Research Program Trains New Kind of Mentor to Support Novice Teachers

College of Education’s TEACH2Lead Program is Collaboration with Houston-Area School Districts, Charter Schools

Students in a new research program at the University of Houston College of Education are classroom and school leaders developing and expanding their instructional coaching skills to improve teacher and student outcomes. They’re part of the new TEACH2Lead (T2L) program that harnesses their expertise and enthusiasm for teaching and channels it to support new and continuing teachers.

“This isn’t a program focused on teaching practices that are tried and true,” said Robert McPherson, dean of the College of Education. “This is a program focused on counseling and teaching practices that work, scaffolding coaching to effectively support and integrate those new practices into the core of what is taught.”

The T2L program combines current teacher-preparation practices with coaching and interpersonal skills from motivational interviewing, an activity often used in health intervention and psychological fields. The results are new coach competencies and a framework for coaching strategies. By the end of the program, teacher-coaches will be able to inspire teacher-change to drive higher levels of student achievement. T2L

Funded by the Brown, Sid R. Richardson and Powell Foundations, the T2L Collaborative is comprised of the teachers, researchers and leaders from the college, Spring Branch Independent School District, KIPP Houston Public Schools, Houston Independent School District and Teach for America.

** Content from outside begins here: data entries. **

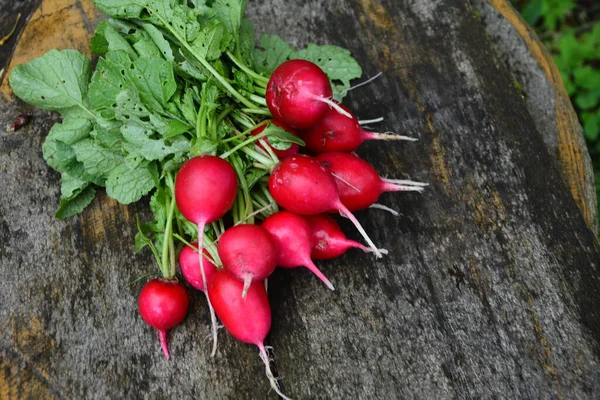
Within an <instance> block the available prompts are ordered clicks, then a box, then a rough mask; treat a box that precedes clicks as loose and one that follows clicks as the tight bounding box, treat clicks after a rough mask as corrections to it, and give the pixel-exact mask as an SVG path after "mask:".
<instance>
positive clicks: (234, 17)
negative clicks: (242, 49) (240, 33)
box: [212, 0, 248, 38]
mask: <svg viewBox="0 0 600 400" xmlns="http://www.w3.org/2000/svg"><path fill="white" fill-rule="evenodd" d="M247 4H248V0H215V2H214V3H213V5H212V8H213V10H214V11H215V12H216V14H217V18H218V19H219V20H221V21H222V22H223V23H224V24H225V27H226V28H227V30H228V31H229V33H231V34H232V35H233V37H236V38H237V37H238V32H239V30H240V25H241V23H242V17H243V16H244V13H245V12H246V5H247Z"/></svg>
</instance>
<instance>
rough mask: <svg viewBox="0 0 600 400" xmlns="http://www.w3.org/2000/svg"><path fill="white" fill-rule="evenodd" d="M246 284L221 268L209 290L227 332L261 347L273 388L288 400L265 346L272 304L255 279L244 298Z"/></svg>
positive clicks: (260, 351)
mask: <svg viewBox="0 0 600 400" xmlns="http://www.w3.org/2000/svg"><path fill="white" fill-rule="evenodd" d="M243 286H244V284H243V283H242V282H241V281H239V280H238V279H236V278H234V277H233V276H232V275H231V274H230V273H229V272H227V271H219V272H217V274H216V275H215V277H214V278H213V279H212V280H211V282H210V284H209V285H208V293H209V295H210V298H211V299H212V301H213V303H214V307H215V311H216V312H217V315H218V316H219V319H220V320H221V322H223V325H224V326H225V328H226V329H227V331H229V333H231V335H232V336H233V337H234V338H236V339H237V340H239V341H241V342H244V343H248V344H253V345H255V346H258V348H259V350H260V358H261V359H262V360H263V362H264V363H265V370H266V374H267V377H268V378H269V382H270V383H271V387H272V388H273V390H275V391H276V392H277V394H279V395H280V396H281V397H282V398H284V399H289V398H288V397H287V396H286V395H284V394H283V393H282V392H281V390H280V389H279V385H278V384H277V379H276V378H275V377H274V376H273V373H272V372H271V367H270V362H269V356H268V355H267V350H266V349H265V344H264V342H265V338H266V337H267V334H268V333H269V330H270V329H271V306H270V305H269V298H268V297H267V291H266V290H265V286H264V284H263V282H258V281H257V282H252V283H251V284H250V287H249V288H248V293H247V295H246V297H245V298H243V299H242V298H241V297H240V292H241V291H242V289H243Z"/></svg>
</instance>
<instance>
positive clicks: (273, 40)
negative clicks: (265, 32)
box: [254, 35, 294, 75]
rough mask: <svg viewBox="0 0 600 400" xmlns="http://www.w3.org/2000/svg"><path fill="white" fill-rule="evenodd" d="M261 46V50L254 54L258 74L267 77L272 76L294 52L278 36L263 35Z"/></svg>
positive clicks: (261, 38) (256, 67) (293, 50)
mask: <svg viewBox="0 0 600 400" xmlns="http://www.w3.org/2000/svg"><path fill="white" fill-rule="evenodd" d="M259 44H260V48H257V49H256V50H255V52H254V59H255V60H256V63H255V67H256V70H257V71H258V72H260V73H264V74H266V75H271V73H273V71H275V68H277V67H278V66H279V65H280V64H281V63H283V62H284V61H285V60H287V59H288V57H289V56H290V54H292V52H293V51H294V49H292V48H291V47H290V45H289V44H287V43H286V42H284V41H283V40H282V39H281V38H280V37H279V36H277V35H263V37H262V38H260V42H259Z"/></svg>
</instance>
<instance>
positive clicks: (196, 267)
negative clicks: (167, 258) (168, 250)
mask: <svg viewBox="0 0 600 400" xmlns="http://www.w3.org/2000/svg"><path fill="white" fill-rule="evenodd" d="M191 245H192V246H194V247H191V246H185V247H184V248H183V249H181V252H180V253H179V267H180V268H181V273H182V274H183V277H184V278H185V280H186V281H187V282H188V283H189V284H190V285H192V286H193V287H194V288H196V289H198V290H200V291H203V292H205V291H206V288H205V286H204V282H203V281H202V275H201V274H200V265H199V263H200V258H199V257H198V247H197V246H198V244H197V243H191ZM203 253H204V256H203V258H204V260H203V261H202V262H203V265H204V274H205V275H206V281H207V282H210V280H211V279H212V277H213V276H214V275H215V273H216V272H217V271H218V268H217V267H216V266H215V264H213V263H212V261H211V260H210V258H207V256H209V257H210V255H209V254H208V251H207V250H206V249H204V250H203Z"/></svg>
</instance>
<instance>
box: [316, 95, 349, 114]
mask: <svg viewBox="0 0 600 400" xmlns="http://www.w3.org/2000/svg"><path fill="white" fill-rule="evenodd" d="M314 99H315V100H318V101H322V102H323V103H325V104H327V105H329V107H331V108H333V109H334V110H335V111H337V112H339V113H340V114H342V115H343V116H344V117H348V118H352V115H351V114H350V113H349V112H348V111H346V110H344V109H343V108H342V107H340V106H339V105H338V104H337V103H336V102H335V101H333V100H331V99H328V98H326V97H315V98H314Z"/></svg>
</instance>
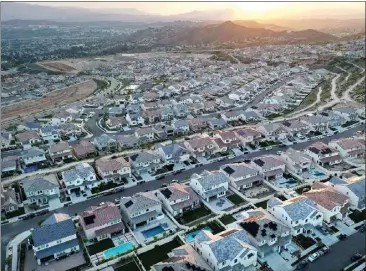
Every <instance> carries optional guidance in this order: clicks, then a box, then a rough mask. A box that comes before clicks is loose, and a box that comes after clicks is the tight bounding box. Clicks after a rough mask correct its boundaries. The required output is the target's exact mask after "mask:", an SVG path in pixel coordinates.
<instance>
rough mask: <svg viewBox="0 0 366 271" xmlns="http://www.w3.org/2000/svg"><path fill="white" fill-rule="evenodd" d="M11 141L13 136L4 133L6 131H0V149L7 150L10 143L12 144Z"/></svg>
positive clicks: (11, 141) (9, 134) (5, 132)
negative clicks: (0, 148) (1, 148)
mask: <svg viewBox="0 0 366 271" xmlns="http://www.w3.org/2000/svg"><path fill="white" fill-rule="evenodd" d="M12 139H13V136H12V134H11V133H9V132H6V131H1V137H0V140H1V148H8V147H10V145H11V143H12Z"/></svg>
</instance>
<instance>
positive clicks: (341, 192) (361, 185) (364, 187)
mask: <svg viewBox="0 0 366 271" xmlns="http://www.w3.org/2000/svg"><path fill="white" fill-rule="evenodd" d="M325 184H326V185H328V186H331V187H333V188H334V189H335V190H337V191H338V192H340V193H342V194H343V195H345V196H347V197H348V198H349V203H350V205H351V207H352V208H355V209H357V210H360V211H362V210H364V209H365V176H361V177H352V178H349V179H340V178H338V177H332V178H331V179H330V180H329V181H328V182H326V183H325Z"/></svg>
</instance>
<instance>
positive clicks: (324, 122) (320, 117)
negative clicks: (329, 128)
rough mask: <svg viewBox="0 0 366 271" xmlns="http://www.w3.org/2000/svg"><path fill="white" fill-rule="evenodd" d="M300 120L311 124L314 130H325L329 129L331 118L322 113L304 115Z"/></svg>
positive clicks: (308, 124) (322, 131)
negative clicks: (330, 120) (307, 115)
mask: <svg viewBox="0 0 366 271" xmlns="http://www.w3.org/2000/svg"><path fill="white" fill-rule="evenodd" d="M300 121H301V122H303V123H305V124H306V125H308V126H310V127H311V129H312V130H314V131H318V132H325V131H327V130H328V125H329V119H328V118H326V117H324V116H322V115H313V116H304V117H301V118H300Z"/></svg>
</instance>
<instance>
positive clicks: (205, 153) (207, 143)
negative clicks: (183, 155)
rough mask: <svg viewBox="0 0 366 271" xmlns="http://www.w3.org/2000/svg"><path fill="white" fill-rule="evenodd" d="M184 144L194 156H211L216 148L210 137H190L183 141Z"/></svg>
mask: <svg viewBox="0 0 366 271" xmlns="http://www.w3.org/2000/svg"><path fill="white" fill-rule="evenodd" d="M184 145H185V147H186V148H187V149H188V150H189V151H190V152H191V153H192V155H193V156H195V157H200V156H204V157H206V156H211V155H212V154H214V153H215V152H217V150H218V147H217V146H216V143H215V141H214V140H213V139H212V138H210V137H197V138H194V139H190V140H187V141H184Z"/></svg>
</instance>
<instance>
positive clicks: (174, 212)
mask: <svg viewBox="0 0 366 271" xmlns="http://www.w3.org/2000/svg"><path fill="white" fill-rule="evenodd" d="M156 196H157V197H158V198H159V199H160V200H161V202H162V203H163V207H164V209H165V210H167V211H168V212H169V213H170V214H171V215H172V216H180V215H183V213H184V212H186V211H189V210H194V209H196V208H198V207H200V206H201V203H200V200H199V198H198V196H197V194H196V193H195V192H194V191H193V189H192V188H191V187H189V186H187V185H185V184H178V183H174V184H171V185H169V186H168V187H165V188H161V189H159V190H158V192H156Z"/></svg>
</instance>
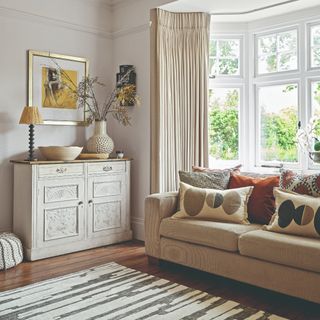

“In programs, you often get information and it stays in the binder on the shelf,” said Angie Wezlick, assistant principal at KIPP Houston High School and a teaching coach. “The beauty of this program is someone is saying to you, ‘I watched what you did. Here’s where you’ve got it going on, and here’s where you can continue to work, so that you do get better.”

To date more than 75 coaches have participated in the intensive training that includes workshops, online learning experiences and one-on-one consultation with master coaches. They’ll then work with novice teachers, those in their first to third year of teaching—or post-induction—a time when more than 50 percent will leave the profession, according to national studies.

“The program supports teachers from post-induction to teacher practices,” said Anne McClellan, executive director for growth and innovation and T2L project director. “It seeks to pilot and demonstrate the efficacy of the motivational coaching conversation and interpersonal skill development that the collaborative feels are missing in the current system of teacher and instructional leader preparation.”

The collaborative’ s work also will fuel a center of innovation on mentor and talent development where new ideas can be explored and new research can be conducted and examined. 

 “Before coming to this program, I thought a teaching-coach, like me, set the objectives, because people get coached,” said Curtis George of the Spring Branch Independent School District. “After the training, I learned that the coach falls to the background and facilitates change through the motivational coaching conversation and modeling high impact instructional practice. We really had a masterful group of researchers and leaders that modeled what we’ll take back to our schools.”